Question

Four resistances $ 40 \Omega , 60 \Omega , 90 \Omega $ and $ 110 \Omega $ make the arms of a quadrilateral ABCD. Across AC is a battery of EMF $ 40 V$ and internal resistance negligible. The potential difference across BD in $ V$ is _______.

Answer 1

Step 1. Given data

Four resistance are $40\Omega ,60\Omega ,90\Omega ,110\Omega$

Step 2 . Finding the currents, $I_{1}and{I}_2$

By using the formula,

$Current=\frac{Voltage}{Resis\tan ce}$

$$\begin{gathered} I_1=\frac{40}{40+60}A \\ {I}_1=\frac{40}{100}A \end{gathered}$$ [Current across the $40\Omega$ and $60\Omega$ resistance]

$$\begin{gathered} I_2=\frac{40}{90+110}A \\ {I}_2=\frac{40}{200}A \end{gathered}$$ [Current across the $90\Omega$ and $110\Omega$ resistance]

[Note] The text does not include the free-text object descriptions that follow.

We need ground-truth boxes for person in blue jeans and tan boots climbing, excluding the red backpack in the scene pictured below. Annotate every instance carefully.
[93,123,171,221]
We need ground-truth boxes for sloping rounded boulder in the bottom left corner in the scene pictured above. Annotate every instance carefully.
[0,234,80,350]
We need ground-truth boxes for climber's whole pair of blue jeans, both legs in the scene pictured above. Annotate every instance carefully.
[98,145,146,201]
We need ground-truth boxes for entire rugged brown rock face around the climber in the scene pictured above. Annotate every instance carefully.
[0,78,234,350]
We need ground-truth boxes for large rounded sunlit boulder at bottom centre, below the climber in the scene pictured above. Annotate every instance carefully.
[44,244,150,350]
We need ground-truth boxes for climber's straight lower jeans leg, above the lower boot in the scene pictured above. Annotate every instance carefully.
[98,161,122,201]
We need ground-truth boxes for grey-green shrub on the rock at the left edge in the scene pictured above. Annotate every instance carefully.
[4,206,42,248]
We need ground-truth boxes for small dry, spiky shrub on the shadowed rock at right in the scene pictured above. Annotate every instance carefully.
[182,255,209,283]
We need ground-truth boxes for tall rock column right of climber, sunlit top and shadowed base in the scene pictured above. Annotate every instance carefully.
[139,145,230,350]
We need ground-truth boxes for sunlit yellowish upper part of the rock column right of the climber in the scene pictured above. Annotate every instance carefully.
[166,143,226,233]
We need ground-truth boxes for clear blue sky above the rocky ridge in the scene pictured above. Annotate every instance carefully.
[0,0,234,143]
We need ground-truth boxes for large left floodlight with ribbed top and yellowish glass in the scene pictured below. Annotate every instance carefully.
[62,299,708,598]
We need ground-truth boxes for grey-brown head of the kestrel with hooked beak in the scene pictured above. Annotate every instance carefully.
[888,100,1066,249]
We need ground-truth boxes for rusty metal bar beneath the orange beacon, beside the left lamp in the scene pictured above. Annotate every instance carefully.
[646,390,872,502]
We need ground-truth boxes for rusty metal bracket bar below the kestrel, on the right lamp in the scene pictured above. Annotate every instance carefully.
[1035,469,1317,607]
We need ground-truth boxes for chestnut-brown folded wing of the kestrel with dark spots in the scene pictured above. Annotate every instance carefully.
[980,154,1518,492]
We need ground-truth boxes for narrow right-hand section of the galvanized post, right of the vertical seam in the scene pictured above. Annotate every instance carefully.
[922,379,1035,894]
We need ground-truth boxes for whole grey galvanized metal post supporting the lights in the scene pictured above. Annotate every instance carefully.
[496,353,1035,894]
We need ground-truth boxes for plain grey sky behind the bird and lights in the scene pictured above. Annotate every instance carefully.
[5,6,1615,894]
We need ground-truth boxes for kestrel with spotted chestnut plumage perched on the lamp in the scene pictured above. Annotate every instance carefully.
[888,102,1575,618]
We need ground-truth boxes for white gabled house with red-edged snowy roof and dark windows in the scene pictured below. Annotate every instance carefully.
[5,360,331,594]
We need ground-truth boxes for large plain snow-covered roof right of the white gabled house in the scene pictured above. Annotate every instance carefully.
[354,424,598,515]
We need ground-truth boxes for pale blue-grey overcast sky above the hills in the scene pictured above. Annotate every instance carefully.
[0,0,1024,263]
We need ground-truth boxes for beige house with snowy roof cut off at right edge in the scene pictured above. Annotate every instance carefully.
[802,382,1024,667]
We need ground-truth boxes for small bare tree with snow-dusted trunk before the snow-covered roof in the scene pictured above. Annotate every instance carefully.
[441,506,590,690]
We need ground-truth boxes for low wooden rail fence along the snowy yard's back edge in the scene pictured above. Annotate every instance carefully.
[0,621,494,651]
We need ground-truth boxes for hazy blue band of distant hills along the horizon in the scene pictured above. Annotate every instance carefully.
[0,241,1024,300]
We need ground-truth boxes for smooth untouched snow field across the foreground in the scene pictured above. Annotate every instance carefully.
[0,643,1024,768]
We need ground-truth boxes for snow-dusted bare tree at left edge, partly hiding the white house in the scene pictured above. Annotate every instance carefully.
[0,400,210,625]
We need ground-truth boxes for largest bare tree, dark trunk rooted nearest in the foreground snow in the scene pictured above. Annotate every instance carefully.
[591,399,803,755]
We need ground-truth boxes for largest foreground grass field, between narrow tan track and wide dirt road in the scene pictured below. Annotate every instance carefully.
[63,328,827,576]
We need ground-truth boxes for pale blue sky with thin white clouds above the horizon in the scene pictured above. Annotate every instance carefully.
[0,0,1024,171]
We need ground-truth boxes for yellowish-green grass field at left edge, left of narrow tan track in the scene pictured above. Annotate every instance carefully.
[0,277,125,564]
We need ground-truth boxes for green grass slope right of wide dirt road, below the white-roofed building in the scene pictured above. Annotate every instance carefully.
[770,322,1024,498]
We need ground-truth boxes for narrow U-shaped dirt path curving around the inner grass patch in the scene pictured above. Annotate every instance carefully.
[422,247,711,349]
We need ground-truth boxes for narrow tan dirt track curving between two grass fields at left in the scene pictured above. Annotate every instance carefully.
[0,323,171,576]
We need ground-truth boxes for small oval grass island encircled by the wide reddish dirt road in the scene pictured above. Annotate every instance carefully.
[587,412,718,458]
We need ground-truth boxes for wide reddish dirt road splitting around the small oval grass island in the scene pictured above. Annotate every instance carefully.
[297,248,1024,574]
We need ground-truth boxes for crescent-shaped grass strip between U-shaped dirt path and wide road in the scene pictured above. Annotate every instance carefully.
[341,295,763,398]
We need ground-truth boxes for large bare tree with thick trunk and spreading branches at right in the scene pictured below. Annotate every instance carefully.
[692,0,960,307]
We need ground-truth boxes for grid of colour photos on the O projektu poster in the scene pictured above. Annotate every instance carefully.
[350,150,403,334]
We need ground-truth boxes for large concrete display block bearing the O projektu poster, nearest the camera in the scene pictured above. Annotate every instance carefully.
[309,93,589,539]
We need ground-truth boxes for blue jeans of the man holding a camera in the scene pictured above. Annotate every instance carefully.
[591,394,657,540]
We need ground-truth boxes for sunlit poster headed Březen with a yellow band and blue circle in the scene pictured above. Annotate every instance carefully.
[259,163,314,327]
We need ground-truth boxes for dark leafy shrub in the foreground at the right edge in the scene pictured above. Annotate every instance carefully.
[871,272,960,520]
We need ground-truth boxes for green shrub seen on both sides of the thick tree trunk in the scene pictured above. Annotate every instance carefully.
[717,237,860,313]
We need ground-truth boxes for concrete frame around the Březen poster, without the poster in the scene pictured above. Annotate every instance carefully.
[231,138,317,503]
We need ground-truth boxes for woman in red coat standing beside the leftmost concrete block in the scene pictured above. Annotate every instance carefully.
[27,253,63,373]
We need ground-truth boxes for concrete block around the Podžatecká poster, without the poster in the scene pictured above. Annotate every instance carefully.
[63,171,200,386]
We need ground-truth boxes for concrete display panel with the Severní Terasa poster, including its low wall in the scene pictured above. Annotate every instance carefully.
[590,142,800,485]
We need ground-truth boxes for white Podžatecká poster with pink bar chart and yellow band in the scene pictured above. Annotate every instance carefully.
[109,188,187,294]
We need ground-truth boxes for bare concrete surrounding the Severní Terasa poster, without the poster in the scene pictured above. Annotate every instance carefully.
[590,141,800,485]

Step 3. Finding the potential difference across BD, $∆V$

$Voltage=Current\times Resis\tan ce$

Potential across B, $V_B=I_1\times 60$

$$\begin{gathered} V_B=\frac{40\times 60}{100} \\ {V}_B=24V \end{gathered}$$ [At $B$, Resistance$=60\Omega$]

Potential across D, $V_D=I_2\times 110$

$V_D=\frac{40\times 110}{200}$ [At $D$, Resistance$=110\Omega$]

$V_D=22V$

$$\begin{gathered} ∆V=V_B-V_D \\ ∆V=24-22 \end{gathered}$$

$∆V=2volt$

Therefore, the potential difference across $BD$ is $2volt$.